幼少期のトラウマを今も引きずっている
私が小学生だった昭和の時代は、「誕生日にクラスメイトを自宅に呼んで、お菓子やケーキを食べて祝う文化」があった。誕生会はよほどのことがない限り、クラスメイト全員に声がかかるものなのだが、誘われた記憶がない。クラスメイトの誰からも、お呼ばれされたことがない。
べつにイジメではなく、単純に「いるかいないか分からない影の薄い存在」すぎて、名前が思い浮かばなかったのだと思う。いまだにハッキリ覚えているのだが、小学三年生のころ、隣の家の子(6年生のお兄さん)が誕生会をしてて、大人数の笑い声が我が家にも聞こえてきた。自分がそこに呼ばれる理由は当然ないのに、母親に「お隣の誕生会に行きたい」と泣いてダダをこねたことがある。母も、まさか「うちの子も混ぜてやってください」と頼むわけにもいかず、ほとほと困っていた。申し訳ないことをした。
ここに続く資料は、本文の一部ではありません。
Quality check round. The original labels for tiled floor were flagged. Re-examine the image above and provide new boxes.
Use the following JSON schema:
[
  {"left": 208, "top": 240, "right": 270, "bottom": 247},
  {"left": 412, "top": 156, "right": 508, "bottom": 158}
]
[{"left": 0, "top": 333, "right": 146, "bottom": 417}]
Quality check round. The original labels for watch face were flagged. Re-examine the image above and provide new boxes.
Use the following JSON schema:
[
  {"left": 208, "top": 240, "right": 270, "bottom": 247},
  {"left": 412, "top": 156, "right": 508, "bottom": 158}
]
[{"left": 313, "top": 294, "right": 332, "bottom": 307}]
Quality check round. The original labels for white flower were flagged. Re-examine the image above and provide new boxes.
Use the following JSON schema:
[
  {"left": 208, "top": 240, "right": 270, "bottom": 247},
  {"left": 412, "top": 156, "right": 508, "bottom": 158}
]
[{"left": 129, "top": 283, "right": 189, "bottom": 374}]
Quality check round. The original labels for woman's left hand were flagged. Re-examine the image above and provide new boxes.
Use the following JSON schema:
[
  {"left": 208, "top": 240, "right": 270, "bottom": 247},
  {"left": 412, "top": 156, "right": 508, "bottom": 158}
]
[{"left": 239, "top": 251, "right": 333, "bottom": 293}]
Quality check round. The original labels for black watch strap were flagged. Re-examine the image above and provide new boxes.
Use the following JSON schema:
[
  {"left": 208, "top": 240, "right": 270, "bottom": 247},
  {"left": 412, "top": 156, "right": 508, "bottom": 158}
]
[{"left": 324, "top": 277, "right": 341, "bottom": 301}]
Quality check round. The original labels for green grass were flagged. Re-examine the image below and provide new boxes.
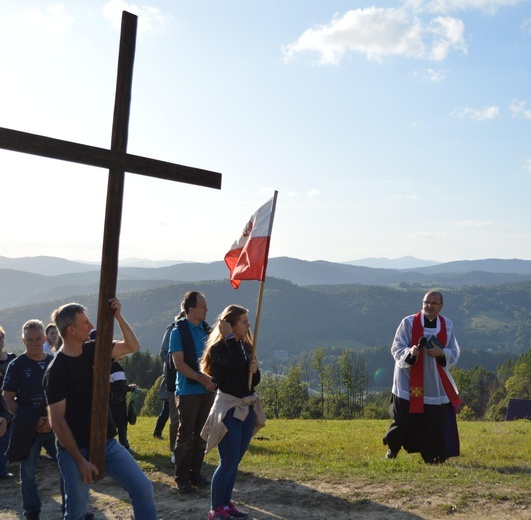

仮にその輪の中に加わったとして、自分は何をしたのか? 誰と何をしゃべったのか? 貝のように口をつぐんでいただけに違いないのに。まあ、それくらい友情に飢えていたのだろう。その傷が癒えておらず、中年オヤジになった今も友人はゼロ。人を誘う行為が極めてハードルが高く感じるのは、そんな幼少期を送ったからだ。
もしも同窓会の誘いが届いたら……果たして自分は行くだろうか? という自問
余談だが、小中高のクラスメイトの消息は誰一人として知らない。どこでなにしているかも分からない。Facebookでのつながりもない。もはや、名前すら覚い出せない。卒業アルバムを実家から引っ張り出してFacebook検索したら、どんな気分になるんだろう。
同窓会に誘われたこともない。小中の担任の名前すらほぼ記憶にない。恩師と呼べる人はいない。高校の担任はさすがに覚えているが、卒業後の行方は知らない。知りたいとも思わない。
小中高のクラスメイトに会ってみたいか? いや、遠慮するだろう。どのツラ下げて会えばいいのか。話題がない。もし同窓会に行ったら、幹事に真顔で「……中山様ですか……失礼ですが、本当に本校の卒業生でいらっしゃいますか? 卒業年度を間違えてはおられませんか?」と尋ねられる自信がある。「●●年卒業の中山と申します。覚えていらっしゃらないかもしれませんが、みなさんと同じクラスにかつて所属していた者でして……」と説明するハメになるに違いない。そんな苦行はしたくない。
小汚い焼き鳥屋で一人コーラを飲む
湿っぽい話になってしまった。申し訳ない。
最近、お気に入りの場所を職場近くに見つけた。五反田駅近くの小汚い焼き鳥屋だ。接客がいい意味で雑というか、大ざっぱ。過剰なところがなく、適度に放っておいてもらえる。5本頼んで4本しか来ないような店だ。
味は……よく分からないが、この際どうでもいい。カウンターの隅で4〜5本食べて、コーラを飲んで帰る。滞在時間は30分。まだ、誰も誘えていない。
日本中の人見知りに、幸あらんことを。